Se quedó sorprendido. Era muy raro que lo llamase por su nombre.

»
Soth podría matarnos a los dos con una sola palabra —añadió Kitiara en un tono más suave.

La puerta se abrió y entró el terror.

El Caballero de la Muerte se quedó en el umbral. Resultaba imponente con aquella armadura de un caballero solámnico de la época del alzamiento de Istar. Era una armadura hermosamente trabajada y que antaño había brillado con orgullo plateado. Ennegrecida y manchada de sangre, sólo quedaría limpia si se lavaba con las aguas de la redención, pero Soth no tenía el menor anhelo de encontrar el perdón. De los hombros le caía una capa negra, un harapo cubierto de sangre.

Por las rendijas del yelmo se adivinaba el resplandor carmesí de sus ojos, enrojecidos por la pasión que no había podido controlar y que había sellado su destino. Lanzaba su ira contra su sino, contra los dioses; incluso contra sí mismo, en algunos momentos. Únicamente con las sombras de la noche, cuando las
banshees
entonaban para él el cántico lastimero de su propia caída, el fuego abrasador de su mirada quedaba reducido a las brasas incandescentes del amargo remordimiento. Cuando el canto se apagaba con la llegada de un nuevo día, la ira de Soth se avivaba de nuevo.

Raistlin había recorrido muchos lugares oscuros a lo largo de su vida, quizá ninguno más tenebroso que su propia alma. Se había sometido a la temida Prueba de la torre. Había atravesado el Bosque Oscuro. Se había quedado atrapado en la pesadilla que era Silvanesti. Había sido prisionero en las mazmorras de Takhisis. En todos aquellos lugares había tenido miedo.
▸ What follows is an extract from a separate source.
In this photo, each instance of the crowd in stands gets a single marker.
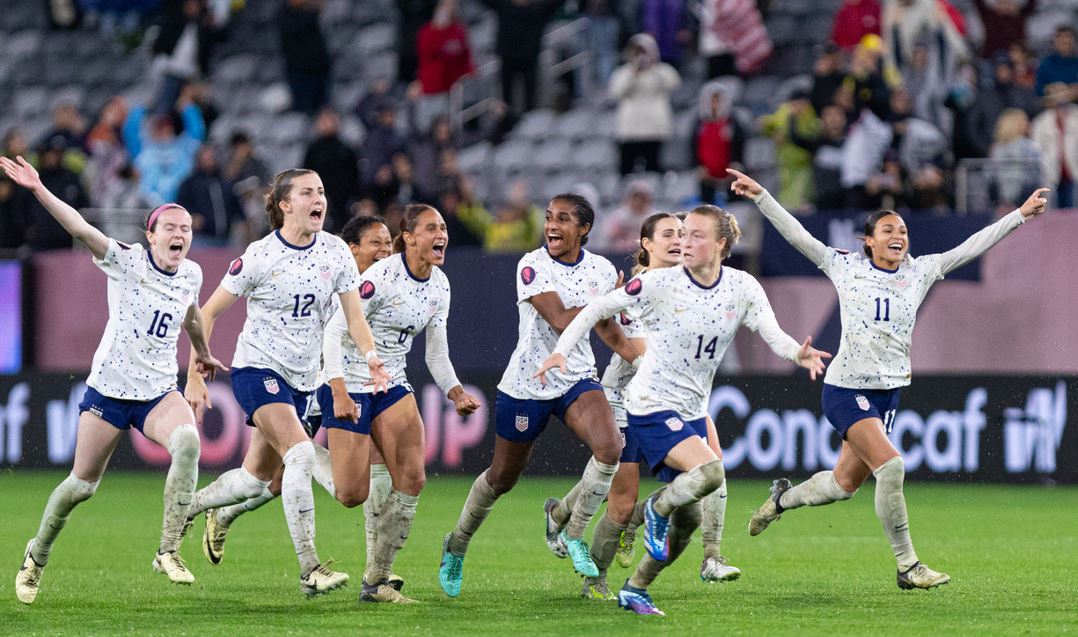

Pero cuando miró el fuego infernal que consumía la mirada del Caballero de la Muerte, Raistlin sintió un miedo tan abrumador, tan paralizador, que creyó que podría morir de terror.

Podía aferrarse al Orbe de los Dragones, pronunciar las palabras mágicas y desaparecer tan rápido como había hecho Iolanthe. Estaba buscando con dedos temblorosos el orbe, cuando se dio cuenta de que Kitiara lo observaba.

Los labios de su hermana se curvaron. Estaba poniéndolo a prueba, provocándolo como cuando era un niño y quería que aceptara un reto.

La furia actuó en Raistlin como si fuera una poción y le devolvió la valentía y la capacidad de pensar. Se dio cuenta de algo de lo que se habría podido percatar antes si no hubiera sentido tal pavor: el miedo era mágico, un hechizo que Soth había lanzado sobre él.